ULIP(Unit Linked Insurance Plan) is a category of goal-based financial solution that combines the safety of insurance protection with wealth creation opportunities. In ULIPs, a part of the investment goes towards providing us the life cover and the remaining portion of the ULIP is invested in a fund which in turn invests in stocks or bonds; the value of investments alters with the performance of the underlying fund (equity or bond or in both) opted by us .The ULIP plan offers flexibility and transparency.
When we decide the amount of premium to be paid and the amount of life cover we want from the ULIP, the insurer deducts some portion of the ULIP premium upfront. This portion is known as the Premium Allocation charge, and varies from product to product. The rest of the premium is invested in the fund or mixture of funds chosen by us.
Since the fund of our choice has an underlying investment – either in equity or debt or a combination of the two – our fund value reflects the performance of the underlying asset classes. At the time of maturity of our plan, we are entitled to receive the fund value as at the time of maturity.
SOME TERMS ABOUT ULIP PLANS
Net Asset Value
The fund has particular value associated to it which is better known as Net Asset Value.Net Asset Value is the market value of the fund less the liabilities divided by total number of units. Before buying a ULIP, take a look at NAV of the funds available with the particular insurer. The NAV will tell us about the growth the fund has been getting in past days.
Ex: An insurer has equity fund with NAV of 11.5. The fund has been operating from 5 years and the growth has been 15% which is considered as good where as another fund NAV is 9.5 and has been operating from 8 years that means the growth has been negative.
Return on the ULIP Plan depends on the management of your fund. So, company hires the Fund manager to give better return to their customer. Fund manager manages the fund by taking care of the factors such as risk & cost.
Charges and Expenses
There are different charges that can be levied by the insurance companies, some of the more common ones are: Initial Charges, Annual Charges, Investment Charges, Surrender Charges and administration charges.
Initial charges are applied at the time of setting up the policy; this could be in the form of a bind offer spread and also in the form of allocation of units known as the allocation factor.

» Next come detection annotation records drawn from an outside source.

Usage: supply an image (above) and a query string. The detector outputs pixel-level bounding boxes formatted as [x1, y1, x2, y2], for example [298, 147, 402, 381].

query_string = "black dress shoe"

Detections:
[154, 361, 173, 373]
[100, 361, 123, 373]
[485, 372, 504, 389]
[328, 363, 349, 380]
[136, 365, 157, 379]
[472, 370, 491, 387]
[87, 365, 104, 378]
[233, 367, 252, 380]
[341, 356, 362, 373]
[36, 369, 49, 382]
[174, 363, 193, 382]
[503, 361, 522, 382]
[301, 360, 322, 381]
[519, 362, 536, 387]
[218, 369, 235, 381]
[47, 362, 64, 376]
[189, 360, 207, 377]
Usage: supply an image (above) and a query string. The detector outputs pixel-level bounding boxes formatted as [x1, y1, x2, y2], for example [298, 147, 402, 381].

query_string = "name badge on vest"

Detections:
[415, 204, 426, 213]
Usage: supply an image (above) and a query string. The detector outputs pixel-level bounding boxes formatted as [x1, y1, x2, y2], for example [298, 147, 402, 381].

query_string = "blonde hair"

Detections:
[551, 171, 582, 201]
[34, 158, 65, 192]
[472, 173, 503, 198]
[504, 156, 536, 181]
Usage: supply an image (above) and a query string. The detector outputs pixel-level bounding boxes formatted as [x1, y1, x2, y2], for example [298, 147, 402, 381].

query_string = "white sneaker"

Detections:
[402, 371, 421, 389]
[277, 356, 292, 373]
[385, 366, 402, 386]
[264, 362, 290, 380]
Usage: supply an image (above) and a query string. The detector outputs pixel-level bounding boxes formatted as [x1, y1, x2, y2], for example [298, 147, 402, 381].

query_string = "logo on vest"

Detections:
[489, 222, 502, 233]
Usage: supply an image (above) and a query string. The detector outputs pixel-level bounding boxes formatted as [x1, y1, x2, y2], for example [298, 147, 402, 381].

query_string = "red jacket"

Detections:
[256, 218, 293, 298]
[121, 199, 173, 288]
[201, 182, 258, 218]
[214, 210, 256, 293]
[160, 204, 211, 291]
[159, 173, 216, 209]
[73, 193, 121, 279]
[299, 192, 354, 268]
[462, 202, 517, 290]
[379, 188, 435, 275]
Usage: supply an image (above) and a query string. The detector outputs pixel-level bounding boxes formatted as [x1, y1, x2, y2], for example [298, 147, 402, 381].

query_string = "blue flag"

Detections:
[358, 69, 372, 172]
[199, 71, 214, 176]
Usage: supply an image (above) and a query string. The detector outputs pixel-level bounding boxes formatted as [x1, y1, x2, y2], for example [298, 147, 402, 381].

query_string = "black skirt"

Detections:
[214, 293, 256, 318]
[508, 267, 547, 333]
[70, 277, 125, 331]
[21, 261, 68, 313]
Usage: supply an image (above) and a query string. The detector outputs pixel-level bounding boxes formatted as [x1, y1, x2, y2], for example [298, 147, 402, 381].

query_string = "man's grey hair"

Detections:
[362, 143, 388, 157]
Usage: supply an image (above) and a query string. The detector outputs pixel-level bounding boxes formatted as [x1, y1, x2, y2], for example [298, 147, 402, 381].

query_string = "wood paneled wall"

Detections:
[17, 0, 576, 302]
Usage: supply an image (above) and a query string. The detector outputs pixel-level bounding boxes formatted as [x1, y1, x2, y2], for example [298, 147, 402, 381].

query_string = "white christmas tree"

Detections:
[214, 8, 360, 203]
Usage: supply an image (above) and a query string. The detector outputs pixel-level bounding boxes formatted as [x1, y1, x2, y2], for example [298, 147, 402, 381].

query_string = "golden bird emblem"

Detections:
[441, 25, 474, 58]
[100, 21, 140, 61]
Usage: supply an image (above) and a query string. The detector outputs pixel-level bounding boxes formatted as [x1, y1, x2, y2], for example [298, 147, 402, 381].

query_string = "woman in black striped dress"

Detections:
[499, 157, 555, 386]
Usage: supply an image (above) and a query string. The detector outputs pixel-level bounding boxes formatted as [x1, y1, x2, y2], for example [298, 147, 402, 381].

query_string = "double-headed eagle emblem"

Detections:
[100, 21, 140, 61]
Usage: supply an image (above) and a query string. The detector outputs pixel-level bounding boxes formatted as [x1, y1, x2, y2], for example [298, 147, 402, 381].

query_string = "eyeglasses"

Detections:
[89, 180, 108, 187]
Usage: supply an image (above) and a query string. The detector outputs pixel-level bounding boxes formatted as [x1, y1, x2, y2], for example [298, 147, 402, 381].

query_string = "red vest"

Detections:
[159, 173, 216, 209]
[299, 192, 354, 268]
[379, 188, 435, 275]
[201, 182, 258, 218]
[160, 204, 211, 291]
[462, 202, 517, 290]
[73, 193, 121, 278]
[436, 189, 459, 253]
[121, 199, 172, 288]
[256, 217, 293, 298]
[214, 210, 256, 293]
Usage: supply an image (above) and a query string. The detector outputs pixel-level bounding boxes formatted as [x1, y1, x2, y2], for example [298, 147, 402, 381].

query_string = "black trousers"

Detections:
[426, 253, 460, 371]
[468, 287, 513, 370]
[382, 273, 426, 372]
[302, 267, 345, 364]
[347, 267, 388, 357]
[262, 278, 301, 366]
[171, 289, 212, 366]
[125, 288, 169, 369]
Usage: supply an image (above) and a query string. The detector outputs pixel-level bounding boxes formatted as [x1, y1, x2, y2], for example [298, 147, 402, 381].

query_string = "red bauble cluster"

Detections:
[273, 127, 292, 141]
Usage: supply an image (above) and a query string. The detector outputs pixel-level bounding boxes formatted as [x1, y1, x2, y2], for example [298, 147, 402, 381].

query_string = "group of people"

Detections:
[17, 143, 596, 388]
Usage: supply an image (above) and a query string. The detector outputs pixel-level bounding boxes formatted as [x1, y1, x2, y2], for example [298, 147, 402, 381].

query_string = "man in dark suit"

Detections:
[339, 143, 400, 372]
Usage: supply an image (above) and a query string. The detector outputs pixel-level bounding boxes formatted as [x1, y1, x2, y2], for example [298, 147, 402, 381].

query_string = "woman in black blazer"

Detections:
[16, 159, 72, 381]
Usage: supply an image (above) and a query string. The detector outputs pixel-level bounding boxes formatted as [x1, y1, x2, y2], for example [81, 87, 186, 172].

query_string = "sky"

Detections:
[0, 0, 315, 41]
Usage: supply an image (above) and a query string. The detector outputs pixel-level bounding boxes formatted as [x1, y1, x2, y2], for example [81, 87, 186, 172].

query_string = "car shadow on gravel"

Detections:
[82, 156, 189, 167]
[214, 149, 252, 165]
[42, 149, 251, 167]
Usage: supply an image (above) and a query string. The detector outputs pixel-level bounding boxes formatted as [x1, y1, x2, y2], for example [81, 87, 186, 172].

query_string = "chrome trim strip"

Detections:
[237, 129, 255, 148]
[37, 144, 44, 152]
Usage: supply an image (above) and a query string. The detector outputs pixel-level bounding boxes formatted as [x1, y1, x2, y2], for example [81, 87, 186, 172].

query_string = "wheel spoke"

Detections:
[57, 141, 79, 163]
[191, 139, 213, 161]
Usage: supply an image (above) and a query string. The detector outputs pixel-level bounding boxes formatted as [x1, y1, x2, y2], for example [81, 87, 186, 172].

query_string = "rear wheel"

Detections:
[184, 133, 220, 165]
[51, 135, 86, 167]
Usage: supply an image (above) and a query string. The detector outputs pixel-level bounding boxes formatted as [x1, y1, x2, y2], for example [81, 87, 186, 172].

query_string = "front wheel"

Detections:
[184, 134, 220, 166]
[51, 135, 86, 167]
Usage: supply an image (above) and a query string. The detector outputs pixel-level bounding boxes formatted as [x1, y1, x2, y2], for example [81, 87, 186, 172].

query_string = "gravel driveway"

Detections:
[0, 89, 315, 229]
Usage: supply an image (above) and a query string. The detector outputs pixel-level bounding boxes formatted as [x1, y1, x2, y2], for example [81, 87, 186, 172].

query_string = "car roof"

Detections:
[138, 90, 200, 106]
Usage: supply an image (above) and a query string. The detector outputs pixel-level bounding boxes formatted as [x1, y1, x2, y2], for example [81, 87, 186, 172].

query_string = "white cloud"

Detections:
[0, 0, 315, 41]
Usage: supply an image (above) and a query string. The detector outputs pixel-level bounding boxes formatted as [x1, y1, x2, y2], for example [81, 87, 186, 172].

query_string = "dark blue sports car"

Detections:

The annual charges can either be fixed or can be linked to the size of the fund. It could also be linked to the number of members in the scheme. This charge is usually taken to cover the maintenance expenses of the insurer.
A fund management charge is levied to take care of the fund management expenses depending upon whether the fund is managed internally or externally.
The surrender charges can be used in multiple ways. It could be used as a way of recouping the initial outlay of the insurer in case the company decides to withdraw in the early years of the contract or it could be used as a deterrent for the company to shift the service provider at any point of the contract. Usually the surrender charges/ penalty would decrease over a period of time and would be expressed as a percentage of the fund.
The unit –linked policies are significantly complex to administer and also would need a very highly technically trained customer service department to handle enquiries. As the allocation of units would be time dependent it is extremely important to have a very robust system that can take care of allocation, de allocation and reallocation of units. It is essential to have a system that would be able to talk/ interact with other systems to capture the unit price details, to give outputs to accounting packages, report generators etc.